The rogue draws himself up, insulted. “There aren’t any—” he begins indignantly, voice squeaking. “I mean, my life is none of your concern! You should be more worried about yours!”
“Oh, by the Great Writer,” Kintyre groans, and the slam of Foesmiter back into its sheath rings out. The unnatural hush of the forest has begun to give way to the joyfully noisy business of birds calling out to their offspring and mates, the musical avian equivalent of: “time to come in and wash behind your ears, now!”
The rogue, evidently done waiting for us to cut the strings of our coin purses for him, makes a move toward Bevel. Almost faster than I can see, Bevel’s got the lad on his back in the underbrush, the tip of his sword gently dimpling the soft underside of the rogue’s chin.
“Now we have a problem,” Bevel says, and his voice is low, dark, and filled with the kind of steel that I’ve only ever glimpsed in him once or twice before. Pip’s earlier assessment of Bevel Dom as an unreliable narrator sparks in my memory, and I can see where, perhaps, Bevel is of far greater help and a much bigger threat to their enemies than he chooses to share in his tales. I wonder if this is modesty, or a deliberate ploy on the part of Bevel to make those foes who might read his words underestimate him when they meet.
Contrary to what I would expect, the boy-rogue just grins up at the grim granite of Bevel’s glower, his mouth spreading wide and eyes crinkling in cattish amusement. “I’ll say!” he crows, and there is a crash in the underbrush.
“The bags!” Pip shouts, leaning down from the tree, knuckles white around her stabilizing branch.
Karl, startled by the way his burden suddenly drops to the ground with a whump and a crunch, rears and stomps the path.
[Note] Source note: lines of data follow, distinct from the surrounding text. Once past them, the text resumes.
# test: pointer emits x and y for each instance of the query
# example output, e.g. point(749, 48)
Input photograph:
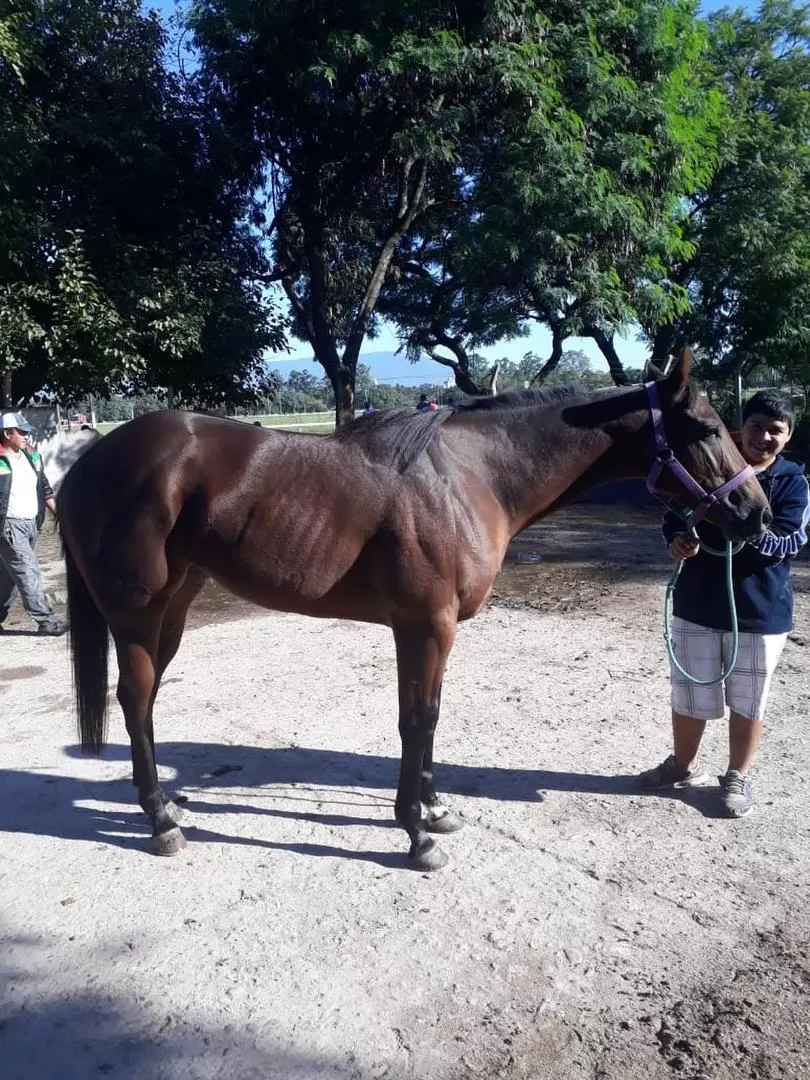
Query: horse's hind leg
point(439, 818)
point(171, 634)
point(136, 661)
point(421, 656)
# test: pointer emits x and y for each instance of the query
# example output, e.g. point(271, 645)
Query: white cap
point(14, 420)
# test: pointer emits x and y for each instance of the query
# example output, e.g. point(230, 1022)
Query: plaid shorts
point(701, 651)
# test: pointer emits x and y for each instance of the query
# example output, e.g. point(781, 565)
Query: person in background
point(701, 632)
point(24, 496)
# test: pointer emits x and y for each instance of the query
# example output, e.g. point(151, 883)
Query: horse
point(399, 518)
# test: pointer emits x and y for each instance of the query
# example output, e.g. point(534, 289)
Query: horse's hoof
point(428, 859)
point(169, 844)
point(174, 811)
point(442, 820)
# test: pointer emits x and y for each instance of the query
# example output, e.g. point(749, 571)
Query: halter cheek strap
point(665, 459)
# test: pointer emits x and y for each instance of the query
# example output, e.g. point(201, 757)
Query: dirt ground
point(581, 930)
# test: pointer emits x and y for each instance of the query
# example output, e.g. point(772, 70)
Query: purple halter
point(666, 459)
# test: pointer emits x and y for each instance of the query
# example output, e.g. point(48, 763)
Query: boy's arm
point(787, 532)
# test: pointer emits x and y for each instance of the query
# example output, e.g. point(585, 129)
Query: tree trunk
point(552, 362)
point(342, 382)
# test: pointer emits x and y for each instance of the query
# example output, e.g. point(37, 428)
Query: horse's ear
point(650, 373)
point(678, 378)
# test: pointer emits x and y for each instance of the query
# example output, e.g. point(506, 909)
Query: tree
point(404, 150)
point(748, 275)
point(569, 207)
point(124, 262)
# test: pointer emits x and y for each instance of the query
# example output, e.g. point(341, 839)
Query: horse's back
point(274, 516)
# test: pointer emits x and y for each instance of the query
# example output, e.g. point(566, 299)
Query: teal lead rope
point(729, 552)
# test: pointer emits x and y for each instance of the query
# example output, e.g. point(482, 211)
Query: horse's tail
point(89, 647)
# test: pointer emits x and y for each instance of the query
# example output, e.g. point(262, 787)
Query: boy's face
point(763, 439)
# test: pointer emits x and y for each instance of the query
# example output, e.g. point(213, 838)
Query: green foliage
point(569, 206)
point(748, 278)
point(124, 264)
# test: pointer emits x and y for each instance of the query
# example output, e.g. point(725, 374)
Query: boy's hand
point(684, 547)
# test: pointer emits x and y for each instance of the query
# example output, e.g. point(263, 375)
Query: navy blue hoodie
point(761, 570)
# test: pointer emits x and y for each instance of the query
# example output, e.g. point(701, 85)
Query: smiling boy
point(701, 632)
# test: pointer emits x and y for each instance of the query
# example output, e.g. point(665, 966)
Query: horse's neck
point(554, 460)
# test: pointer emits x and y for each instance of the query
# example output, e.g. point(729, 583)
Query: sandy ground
point(581, 930)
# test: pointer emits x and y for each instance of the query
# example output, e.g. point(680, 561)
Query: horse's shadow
point(329, 787)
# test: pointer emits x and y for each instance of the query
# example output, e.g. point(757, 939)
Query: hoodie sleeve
point(787, 534)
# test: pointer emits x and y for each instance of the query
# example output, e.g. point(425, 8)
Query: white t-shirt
point(23, 500)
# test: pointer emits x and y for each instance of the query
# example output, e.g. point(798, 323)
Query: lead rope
point(729, 552)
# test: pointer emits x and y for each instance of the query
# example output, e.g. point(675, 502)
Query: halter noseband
point(665, 459)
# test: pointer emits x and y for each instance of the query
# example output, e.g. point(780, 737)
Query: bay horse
point(400, 517)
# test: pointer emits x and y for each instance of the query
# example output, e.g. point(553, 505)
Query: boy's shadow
point(45, 805)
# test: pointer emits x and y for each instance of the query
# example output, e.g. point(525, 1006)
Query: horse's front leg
point(439, 818)
point(421, 656)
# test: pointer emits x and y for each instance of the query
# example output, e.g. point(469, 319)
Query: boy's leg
point(744, 737)
point(687, 732)
point(747, 689)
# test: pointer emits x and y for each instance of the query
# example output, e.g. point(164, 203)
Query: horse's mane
point(393, 436)
point(396, 436)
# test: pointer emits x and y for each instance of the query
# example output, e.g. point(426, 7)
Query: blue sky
point(632, 352)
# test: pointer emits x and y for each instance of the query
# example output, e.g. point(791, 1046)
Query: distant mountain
point(386, 367)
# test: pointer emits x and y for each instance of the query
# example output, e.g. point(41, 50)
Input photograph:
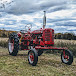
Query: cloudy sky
point(61, 14)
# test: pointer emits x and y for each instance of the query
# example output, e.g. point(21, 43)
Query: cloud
point(27, 6)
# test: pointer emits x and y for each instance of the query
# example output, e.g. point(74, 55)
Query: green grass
point(48, 65)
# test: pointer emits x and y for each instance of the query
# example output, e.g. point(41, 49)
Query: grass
point(70, 44)
point(48, 65)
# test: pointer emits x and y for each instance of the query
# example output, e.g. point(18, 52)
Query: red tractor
point(36, 42)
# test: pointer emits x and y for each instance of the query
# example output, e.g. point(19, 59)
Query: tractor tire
point(33, 57)
point(68, 59)
point(13, 44)
point(40, 52)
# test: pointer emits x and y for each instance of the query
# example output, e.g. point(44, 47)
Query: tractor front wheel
point(67, 57)
point(33, 57)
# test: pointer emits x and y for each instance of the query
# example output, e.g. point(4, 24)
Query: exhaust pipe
point(44, 20)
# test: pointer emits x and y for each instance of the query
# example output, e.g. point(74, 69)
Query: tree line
point(68, 36)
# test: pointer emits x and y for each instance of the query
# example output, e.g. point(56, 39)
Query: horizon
point(61, 15)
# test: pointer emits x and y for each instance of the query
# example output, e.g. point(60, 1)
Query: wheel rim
point(11, 46)
point(65, 58)
point(31, 58)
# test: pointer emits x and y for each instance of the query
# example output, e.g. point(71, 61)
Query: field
point(49, 64)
“Peace, beast!” Kintyre bellows, startling Karl even more. The horse backs into him, and Kintyre has a job of keeping Karl from trampling him, trying to calm him from behind.
“Forsyth!” Pip shouts. “There’s a . . . thief? Oh my god! It’s a—hey! Oof!” Pip goes flying back into the trunk of a tree, and I duck under Dauntless—who is finding all the excitement only minorly irritating, if the twitch of his ears is anything to tell by—and rush to her side.
“I’m fine!” she snaps. “The bags!”
A flash of red, bright and sharp, catches my eye. Scales glint in the shards of sunlight that pierce the veil of the trees, a low, sibilant hiss filling the air. Another rending tear, and the crash and crunch of our gear being scattered along the path, and then a triumphant roar that sounds like a hundred eggs being cracked into a hundred spitting frying pans.
Dragon!
There is the whip crack of leather wings, and then Pip is down the tree and off like a shot, after the creature.
“Pip! Are you mad?” I howl after her, reaching out to try to pull her to a halt. My fingers brush her back, but I can gain no grip.
“The Chalice!” Kintyre shouts from somewhere behind us. “Bev, the blasted creature took the Chalice!”
And now, looking ahead, I can see the vitally important cup clenched in one of the dragon’s forepaws. The denseness of the forest and it’s awkward three-legged gait have slowed the creature down enough for me to see that it is small still—no taller than Dauntless, no longer than fifteen lengths at most. It is still quite young, probably not even out of its first century yet.
I reach for Pip again, fearful that the dragonet will spit fire back over its shoulder at us, but Pip is faster than me. Pip’s jogs have conditioned her to running, and she speeds, now, after the horrible little lizard, as she once did after Lordling Gyre.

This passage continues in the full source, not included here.